Spring brings an irrational desire I have fought for years: I want a concussion. No, sorry, I meant: I want to buy a moped.
For some reason I think this will make me a cool Italian artist-type person who says things like, "I'm-a gonna go to Baraboglio's to-a get-a the spumoni, eh? Maybe I stop-a at the cafe and talk the how-you-say philosophy with Giovanni and smoke 16 unfiltered cigarettes and drink-a the espresso, eh?"
"What?" my wife likely would say. "Ever since you bought that moped, you've become insufferably pretentious."
"Eh, manzana! Tutti molto frutti, I gotta ride." And then I see myself zipping down the narrow ancient streets, skinny black tie whipping in the wind.
In reality, I'd look like a middle-aged dork, like I asked someone, "How can I go 27 miles per hour while looking like an illustration in an article about good posture?"

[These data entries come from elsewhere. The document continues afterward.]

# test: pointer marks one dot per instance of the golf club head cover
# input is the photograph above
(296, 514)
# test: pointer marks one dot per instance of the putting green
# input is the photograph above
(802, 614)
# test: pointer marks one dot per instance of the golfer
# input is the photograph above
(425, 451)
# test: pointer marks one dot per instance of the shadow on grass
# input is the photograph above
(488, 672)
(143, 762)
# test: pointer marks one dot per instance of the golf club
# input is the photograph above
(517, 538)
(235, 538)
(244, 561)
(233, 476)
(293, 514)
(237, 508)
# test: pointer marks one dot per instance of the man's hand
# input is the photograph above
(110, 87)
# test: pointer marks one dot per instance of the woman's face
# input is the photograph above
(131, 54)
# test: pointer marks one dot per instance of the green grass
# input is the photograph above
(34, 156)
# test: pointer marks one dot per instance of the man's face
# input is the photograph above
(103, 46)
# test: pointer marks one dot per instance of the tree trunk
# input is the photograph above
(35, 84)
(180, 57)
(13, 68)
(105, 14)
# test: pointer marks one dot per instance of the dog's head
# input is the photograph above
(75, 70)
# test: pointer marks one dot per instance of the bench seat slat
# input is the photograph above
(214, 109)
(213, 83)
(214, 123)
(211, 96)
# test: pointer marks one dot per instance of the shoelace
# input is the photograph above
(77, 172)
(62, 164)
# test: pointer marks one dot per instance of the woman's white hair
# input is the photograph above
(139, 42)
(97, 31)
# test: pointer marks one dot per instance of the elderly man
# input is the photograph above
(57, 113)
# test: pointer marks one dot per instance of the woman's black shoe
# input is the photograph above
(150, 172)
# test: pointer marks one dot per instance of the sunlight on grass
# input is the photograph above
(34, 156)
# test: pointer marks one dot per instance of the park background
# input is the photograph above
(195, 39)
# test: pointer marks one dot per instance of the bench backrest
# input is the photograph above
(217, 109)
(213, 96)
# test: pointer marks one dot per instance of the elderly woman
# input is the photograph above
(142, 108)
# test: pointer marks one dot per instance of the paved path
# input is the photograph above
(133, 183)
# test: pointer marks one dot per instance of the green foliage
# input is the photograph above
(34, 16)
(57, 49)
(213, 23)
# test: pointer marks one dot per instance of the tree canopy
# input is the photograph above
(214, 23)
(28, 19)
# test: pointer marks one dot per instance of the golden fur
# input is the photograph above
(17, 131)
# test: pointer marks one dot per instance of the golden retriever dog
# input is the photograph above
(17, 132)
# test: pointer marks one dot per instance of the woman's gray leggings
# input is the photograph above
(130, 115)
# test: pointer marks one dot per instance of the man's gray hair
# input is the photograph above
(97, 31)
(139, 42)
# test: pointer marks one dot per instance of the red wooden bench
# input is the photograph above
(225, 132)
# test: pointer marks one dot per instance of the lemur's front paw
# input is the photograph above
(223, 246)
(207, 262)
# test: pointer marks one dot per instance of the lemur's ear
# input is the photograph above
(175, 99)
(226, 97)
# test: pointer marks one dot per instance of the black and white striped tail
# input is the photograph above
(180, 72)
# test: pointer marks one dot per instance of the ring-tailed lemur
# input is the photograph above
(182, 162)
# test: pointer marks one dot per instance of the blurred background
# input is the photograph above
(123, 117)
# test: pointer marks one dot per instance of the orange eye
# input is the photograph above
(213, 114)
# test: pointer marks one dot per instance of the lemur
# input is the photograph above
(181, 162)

When you get right down to it, a moped is just a fast chair. But they get about 734 miles per gallon. If you run out of gas you can wring out a moist towelette into the tank, and it'll go another 40 miles. And you can park them anywhere. In the elevator at work, if you like.
I had one once, many years ago, when I lived in St. Paul. No helmet required. No driver's test. Mopeds were regarded as anxious bicycles. We were a free people who enjoyed the wind in our hair and didn't take no guff from The Man who wanted to bring us down.
Then we moved to Washington, D.C., where the potholes were deep and the drivers sociopathic, and I sold it. But every spring over the past decade I've asked myself, "What predictable decision will give me the illusion I have conquered the nagging drag of the years?" And the answer is always the same: something two-wheeled that sounds like an amplified mosquito.